Henri-IV s'ouvre aux élèves défavorisés

©2006 20 minutes

— 

 
  — no credit

Assis sagement, répondant tant bien que mal aux questions du ministre de l'Education qu'ils tentent d'apercevoir entre les caméras, les élèves de la classe préparatoire aux études supérieures (CPES) du lycée Henri-IV (5e) ont « la pression ». Dans un sourire un peu crispé, Sergon, qui vient de Gonesse (Val-d'Oise) et vise une école de commerce, lâche : « On n'a pas intérêt à se louper. »

Ces trente bacheliers – vingt-deux filles, huit garçons – issus de milieux défavorisés sont censés incarner « l'égalité des chances » chère à Dominique de Villepin.
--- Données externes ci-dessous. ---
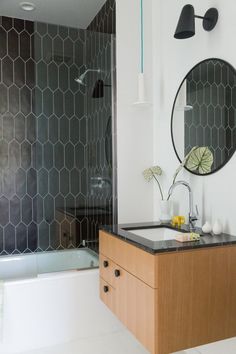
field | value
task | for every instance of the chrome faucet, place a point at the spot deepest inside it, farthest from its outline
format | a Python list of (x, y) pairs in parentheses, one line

Originaires de toute la France, ils ont été sélectionnés pour une remise à niveau, sorte de prépa à la prépa, qui devrait leur permettre d'apprendre les « connivences culturelles » sans lesquelles, selon l'entourage du ministre, on ne peut accéder aux grandes écoles. Dans les années 1950, 29 % des élèves de ces écoles étaient issus de milieux populaires. Dans les années 1990, ils n'étaient plus que 9 %.

Outre le dossier scolaire et la « gnaque », le critère de sélection absolu a donc été le fait d'être boursier. « Certains ne savaient même pas ce qu'était une prépa », dit-on au ministère. En réalité, la plupart s'y étaient inscrits, mais dans des établissements beaucoup moins prestigieux que le très select lycée Henri-IV.

Grâce à la CPES, ces étudiants bénéficieront aussi d'un logement à la Cité universitaire, d'une bourse, d'un tutorat et d'un joli programme culturel (musées, opéra, théâtre...). En cas de réussite, l'expérimentation pourrait être étendue. « L'objectif est qu'un tiers des élèves de prépas soient des boursiers », a expliqué Gilles de Robien.